Don’t let anyone tell you how to hold the steering wheel. But however you do it you have to be smooth.
I’m really adamant about this one. For years people have been trying to get me to use the classic 9 and 3 steering grip, which tends to work well for the majority of drivers. But since my high-performance driving background is in stunt driving, where lock-to-lock steering inputs are frequent, I prefer to shuffle steer.
You have to use whatever technique feels right to you. If it works better for you, there’s no way it can be wrong. But here’s the key: however you choose to use the steering wheel, you must make smooth inputs.
If you aren’t left foot braking, you’re wasting your time. Literally.
I could never understand why left foot braking isn’t taught in drivers education schools. Not only is it faster on the race track, its so much safer on the road. But let’s focus on the track aspect for a moment. There is one key consideration where left foot braking will make you faster: the minimization of forward weight transfer.
While braking with the typical right foot method, there are two separate forward weight transfers that occur: one when you lift off the throttle and one when you apply the brakes. This causes the vehicle’s weight to shift forward more than necessary which reduces its ability to provide optimal traction.
But while using the left foot braking method the throttle can be released and the brakes applied simultaneously, creating one smooth weight transfer that results in less nose dive. This will allow a more equal weight distribution under braking, and therefore better traction as the vehicle decelerates.
Let the transmission come to you.
This is something I see quite a bit at racing events, mostly with novices.
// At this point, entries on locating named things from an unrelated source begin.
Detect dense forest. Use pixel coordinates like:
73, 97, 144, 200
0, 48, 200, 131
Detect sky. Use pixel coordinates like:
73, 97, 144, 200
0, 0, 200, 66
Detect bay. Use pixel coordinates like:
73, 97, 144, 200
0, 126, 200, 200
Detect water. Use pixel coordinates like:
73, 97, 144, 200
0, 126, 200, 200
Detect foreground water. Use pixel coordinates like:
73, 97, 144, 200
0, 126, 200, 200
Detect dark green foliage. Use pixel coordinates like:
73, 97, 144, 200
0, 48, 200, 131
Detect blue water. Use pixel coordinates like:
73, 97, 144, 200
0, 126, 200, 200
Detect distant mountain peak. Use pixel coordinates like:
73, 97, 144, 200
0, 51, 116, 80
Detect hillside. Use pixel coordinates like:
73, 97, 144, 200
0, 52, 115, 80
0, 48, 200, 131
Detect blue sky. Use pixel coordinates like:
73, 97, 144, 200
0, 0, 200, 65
With all that adrenaline pumping its easy to overlook some of the simple things. In this case I’m referring to the management of your transmission.
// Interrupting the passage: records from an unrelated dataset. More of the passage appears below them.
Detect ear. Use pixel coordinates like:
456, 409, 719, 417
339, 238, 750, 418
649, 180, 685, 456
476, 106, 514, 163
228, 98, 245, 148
Let’s face it. Your transmission is one of the most expensive components in your vehicle. It can also be one of the most annoying things to replace. So during their efforts to generate a fast lap its pretty common to see drivers forcing shifts and banging gears. And while that might seem like a requirement to getting the fastest lap, I promise you it isn’t!
Rather than playing rough with your transmission, wait the extra split second for the internal mechanisms to align before grabbing that next gear. You won’t notice a difference in lap time and you’ll be far less likely to damage your car.
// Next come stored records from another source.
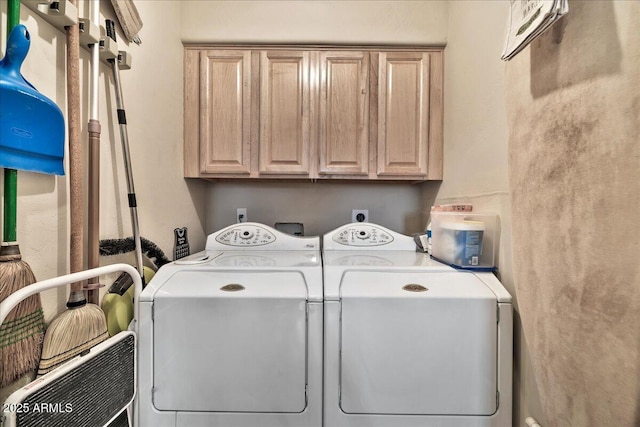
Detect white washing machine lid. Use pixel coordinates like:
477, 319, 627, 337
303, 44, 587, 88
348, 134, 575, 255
154, 269, 308, 301
153, 270, 308, 413
340, 271, 498, 415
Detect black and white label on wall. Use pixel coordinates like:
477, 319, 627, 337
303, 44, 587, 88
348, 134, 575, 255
173, 227, 189, 261
502, 0, 569, 61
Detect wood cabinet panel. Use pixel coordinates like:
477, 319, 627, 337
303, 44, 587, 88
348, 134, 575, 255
184, 45, 443, 181
318, 52, 369, 175
200, 50, 251, 174
259, 51, 310, 175
378, 52, 430, 176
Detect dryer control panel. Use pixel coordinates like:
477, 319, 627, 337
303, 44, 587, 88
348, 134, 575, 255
324, 222, 416, 251
332, 225, 393, 246
216, 225, 276, 246
205, 222, 320, 251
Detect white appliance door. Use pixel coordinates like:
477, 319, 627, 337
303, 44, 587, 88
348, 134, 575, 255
340, 271, 497, 415
153, 270, 307, 413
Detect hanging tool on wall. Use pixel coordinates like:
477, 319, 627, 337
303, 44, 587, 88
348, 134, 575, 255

Trade small braking inputs for throttle lifts.
Car racing is all about momentum. Especially when you’re driving a vehicle that doesn’t have a lot of power. It always takes more time to gain speed than lose it. So the trick is to keep as much speed as possible. One thing that I figured out quickly during my first season as an autocross racer was to stop using small braking inputs and start using throttle lifts.
Rather than killing more speed than necessary by briefly using the brakes, simply lifting the throttle can have the same effect without over-slowing the car. The result is often faster cornering and greater momentum.
Stop doing the same thing over and over again.
When I was getting started I was totally guilty of this one. For some crazy reason I kept trying to do the same things over and over again expecting to get better results. When I finally realized I was doing this I was so embarrassed with myself. So from that point forward I made it a point to constantly learn new things about racing and apply them on the track.
And you know what? It worked!
Progression doesn’t happen automatically, just like experience isn’t guaranteed to make you faster. It all starts with a decision to become more knowledgeable than the people around you. In my case I read books about motorsport tuning, driving techniques, and engine building. All this new information became an arsenal that resulted in faster lap times and consistent finishes. In fact, during my season following this revelation to learn new things and apply them I finished on the podium in 9 out of 12 races. That’s a 75% podium percentage!
Remember that repeat champion drivers aren’t winners because they’re lucky. They have developed an intricate knowledge and greater understanding of the racing world than their competitors.
If you want to win, you have to make the decision to constantly learn new things and implement them during your race days. Stop doing the same old things and expecting better results!